ALGOL (1960) used semicolons as separators. C made them terminators.
Every language since has had to pick a side, and "optional" always turns out to be the hardest choice.
JavaScript's ASI is what happens when a 10 day language has to live with a quick pragmatic decision for 30 years.
Unfortunately too often those who attempt to design programming languages are ignorant about the history of programming languages, so they are not aware that there have already been programming languages that implemented better solutions for whatever problems they encounter, so their new languages end up being inferior from various points of view to old languages, even if they also incorporate some innovative and desirable features.
The problem discussed in the parent article was already solved correctly by 1965, 60 years ago, in the language CPL, the ancestor of BCPL, which is the ancestor of C.
It is sad that decades later, most programming languages remain worse from this point of view.
In CPL, a command or definition is terminated by a semicolon or by an end of line unless the end of line occurs at a point in the program where the context indicates that a command or definition cannot terminate at that point.
This means that only a minimum number of semicolons are needed, when you want to write multiple statements on a single line, and no special characters are needed to mark that a statement is written on multiple lines.
Before CPL, some languages terminated statements with semicolons, while others with new line characters. CPL was the first to allow either method of termination, and also where new line characters may terminate or not terminate a statement, depending on the context.
Thus CPL combined the advantage of ALGOL-like languages for writing statements on multiple lines with the advantage of FORTRAN-like languages for not requiring semicolons in most cases.
That does require designing the language grammar in a certain way, in particular, there should not be any optional elements in any productions used by statements on the right-hand side (otherwise it's ambiguous whether to terminate the statement or continue to the next line) that can also start a statement. Most languages violate that.
"where the context indicates that a command or definition cannot terminate at that point" is trivially unsuitable for C-like languages, `if`-`else` already violates that, since an `if` can terminate before the `else` by that definition (imagine splitting `else` to a new line).
An actually workable definition would be "unless the end of line occurs at a point where the current expression can not be terminated or the next tokens are not parseable as a separate statement", which is almost the definition of semicolon insertion in JavaScript....

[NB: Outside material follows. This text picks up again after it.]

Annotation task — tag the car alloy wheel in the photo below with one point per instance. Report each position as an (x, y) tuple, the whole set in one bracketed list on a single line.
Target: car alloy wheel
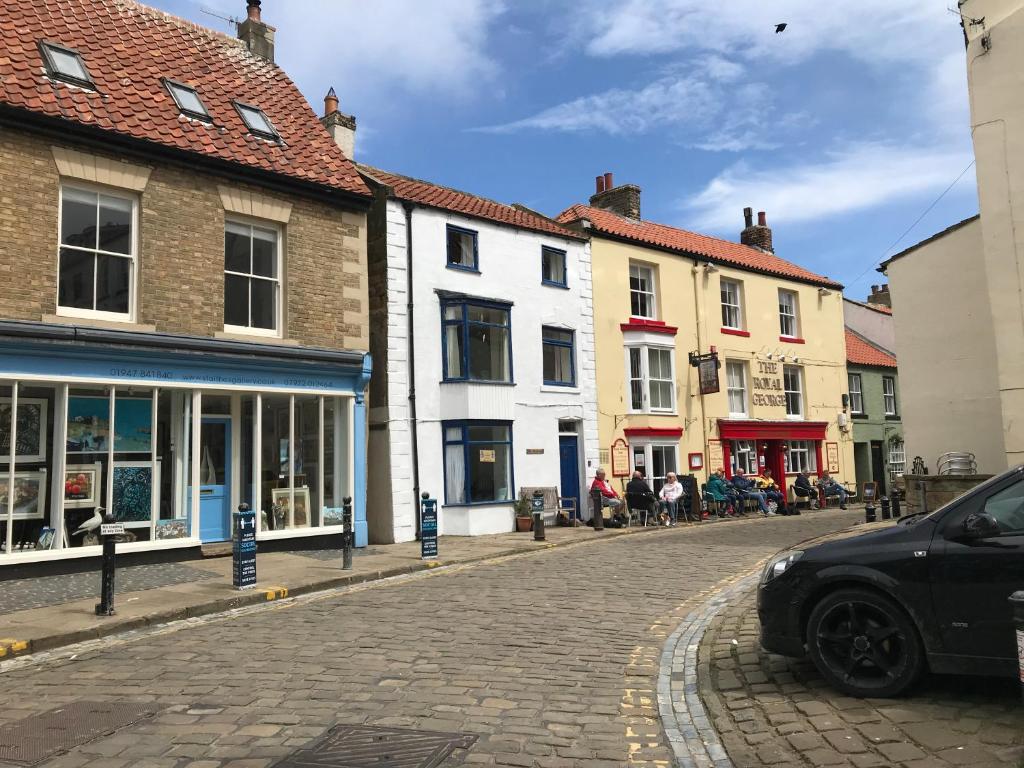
[(863, 643)]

But JavaScript has exactly the problem of the ambiguity since both braces (via object literals) and parentheses (via expressions-as-statements) can start a statement and those are ambiguous with eg. blocks and function calls, respectively.
Indeed, the author of the article even misses on xBase and BASIC, two other famous languages without semicolons.
Honestly I don't mind semicolons; so much that I even type them in Python. (Yes Python has semicolons, they are just optional.) It makes parsing a little bit simpler for both human and automated parsers, it makes statements explicit. There is not really a downside you just type them automatically when you end a statement, like you type Ctrl-S by habit after you stop typing. I find the obsession with semicolon free languages weird.